I put this here as a warning. While growing degree-days (GDD) are well-known as an effective model to predict yields, they don’t perform so hot at the country-scale.
I used mean temperature GDDs, between 8 and 24 degrees C, estimated at many locations from station data, and then using the weighted average by production within each country. Here are the results:
Barley | Maize | Millet | Rice | Sorghum | Wheat | |
---|---|---|---|---|---|---|
GDD / 1000 | -0.03 | 0.01 | -0.07** | 0.08 | 0.04* | -0.08*** |
(0.01) | (0.01) | (0.03) | (0.06) | (0.02) | (0.02) | |
Precip. (m) | 0.09 | 0.11*** | 0.12* | 0.02 | 0.14*** | -0.04 |
(0.05) | (0.03) | (0.05) | (0.03) | (0.04) | (0.04) | |
Country Cubic | Y | Y | Y | Y | Y | Y |
R2 | 0.95 | 0.97 | 0.91 | 0.97 | 0.92 | 0.96 |
Adj.
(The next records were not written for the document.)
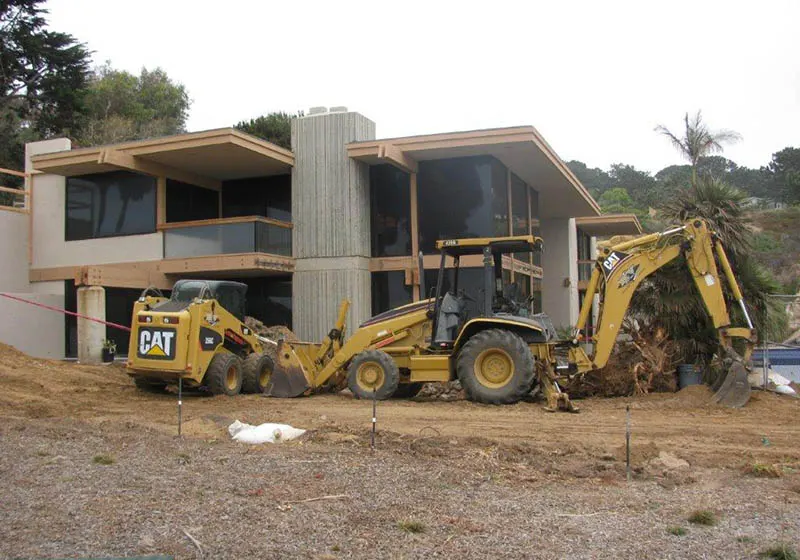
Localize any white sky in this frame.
[47,0,800,172]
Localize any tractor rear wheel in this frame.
[392,383,425,399]
[347,350,400,401]
[133,377,167,393]
[242,352,275,393]
[456,329,535,404]
[204,352,243,397]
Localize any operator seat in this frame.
[433,292,466,347]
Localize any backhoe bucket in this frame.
[711,360,750,408]
[264,340,311,398]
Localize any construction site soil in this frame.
[0,346,800,559]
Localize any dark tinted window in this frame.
[244,276,292,328]
[65,171,156,241]
[369,165,411,257]
[167,179,219,222]
[418,156,508,253]
[222,175,292,222]
[106,288,142,356]
[372,270,412,315]
[528,189,547,266]
[511,173,528,236]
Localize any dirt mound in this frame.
[244,316,300,342]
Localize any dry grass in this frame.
[744,463,783,478]
[397,519,425,534]
[761,543,797,560]
[688,509,718,527]
[92,453,114,465]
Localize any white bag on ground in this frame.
[228,420,306,444]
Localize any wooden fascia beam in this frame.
[97,149,222,191]
[378,144,417,173]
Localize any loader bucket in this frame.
[711,360,750,408]
[264,341,311,398]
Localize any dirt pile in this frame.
[244,316,300,342]
[569,330,678,397]
[417,380,466,401]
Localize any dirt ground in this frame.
[0,346,800,558]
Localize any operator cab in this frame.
[147,280,247,321]
[432,235,542,348]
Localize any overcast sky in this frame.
[47,0,800,172]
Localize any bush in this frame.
[689,509,717,527]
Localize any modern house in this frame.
[0,108,641,359]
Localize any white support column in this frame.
[78,286,106,364]
[589,236,600,326]
[539,218,579,328]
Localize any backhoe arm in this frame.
[570,220,755,373]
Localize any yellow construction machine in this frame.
[127,280,273,395]
[266,220,755,411]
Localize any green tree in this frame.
[631,176,787,361]
[597,187,638,214]
[762,148,800,204]
[0,0,90,168]
[655,111,742,188]
[234,111,303,150]
[76,62,191,146]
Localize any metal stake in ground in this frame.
[178,375,183,437]
[369,388,378,451]
[625,405,631,482]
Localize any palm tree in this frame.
[655,111,742,188]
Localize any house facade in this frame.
[0,108,641,359]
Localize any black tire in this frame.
[392,383,425,399]
[347,350,400,401]
[242,352,275,393]
[133,377,167,393]
[203,352,243,397]
[456,329,536,404]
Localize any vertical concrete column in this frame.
[539,218,579,327]
[292,111,375,340]
[78,286,106,364]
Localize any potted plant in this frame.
[103,340,117,364]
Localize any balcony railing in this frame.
[159,216,292,259]
[578,260,595,282]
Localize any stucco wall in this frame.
[0,294,65,359]
[0,210,30,292]
[26,138,164,268]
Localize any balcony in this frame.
[159,216,292,259]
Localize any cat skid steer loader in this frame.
[267,220,755,411]
[127,280,274,395]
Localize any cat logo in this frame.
[136,328,175,360]
[619,264,639,288]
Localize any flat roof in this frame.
[575,214,642,237]
[347,126,600,219]
[31,128,294,181]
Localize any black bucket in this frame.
[678,364,703,389]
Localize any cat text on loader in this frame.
[267,220,755,411]
[127,280,273,395]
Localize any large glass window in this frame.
[417,156,508,253]
[64,171,156,241]
[167,179,219,222]
[372,270,412,315]
[369,165,411,257]
[511,173,528,235]
[245,276,292,328]
[222,175,292,222]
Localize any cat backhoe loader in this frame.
[266,220,755,411]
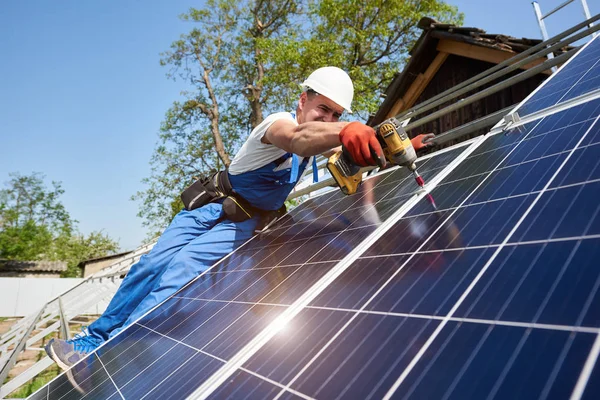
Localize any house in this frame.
[0,259,67,278]
[368,18,560,144]
[77,251,132,278]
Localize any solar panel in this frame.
[517,34,600,116]
[228,100,600,399]
[32,35,600,399]
[31,144,468,399]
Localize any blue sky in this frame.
[0,0,600,250]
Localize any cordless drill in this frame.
[327,118,425,195]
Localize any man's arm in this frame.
[262,119,348,157]
[261,120,385,167]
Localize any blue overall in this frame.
[88,153,307,341]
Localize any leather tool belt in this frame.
[181,170,286,230]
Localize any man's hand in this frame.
[340,121,385,167]
[410,133,435,151]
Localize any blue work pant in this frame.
[88,203,258,341]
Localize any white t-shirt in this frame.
[229,112,311,175]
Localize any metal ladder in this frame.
[531,0,598,72]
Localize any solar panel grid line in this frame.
[511,34,596,114]
[273,152,460,236]
[255,104,596,400]
[508,88,600,134]
[88,156,464,396]
[350,233,600,260]
[23,231,254,400]
[384,110,600,399]
[132,323,313,400]
[133,322,216,400]
[570,333,600,400]
[268,120,552,398]
[443,136,600,187]
[98,357,125,400]
[173,296,289,307]
[298,305,600,334]
[188,137,484,399]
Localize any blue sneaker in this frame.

R2 | 0.94 | 0.96 | 0.90 | 0.97 | 0.91 | 0.95 |
Num. obs. | 1639 | 3595 | 1516 | 1721 | 2300 | 1791 |
***p < 0.001, **p < 0.01, *p < 0.05 |
As you can see, for most crops, these GDDs aren’t even significant, and as frequently negative as positive. This defies a century of agricultural research, but the same data at a fine spatial scale seems to work just fine.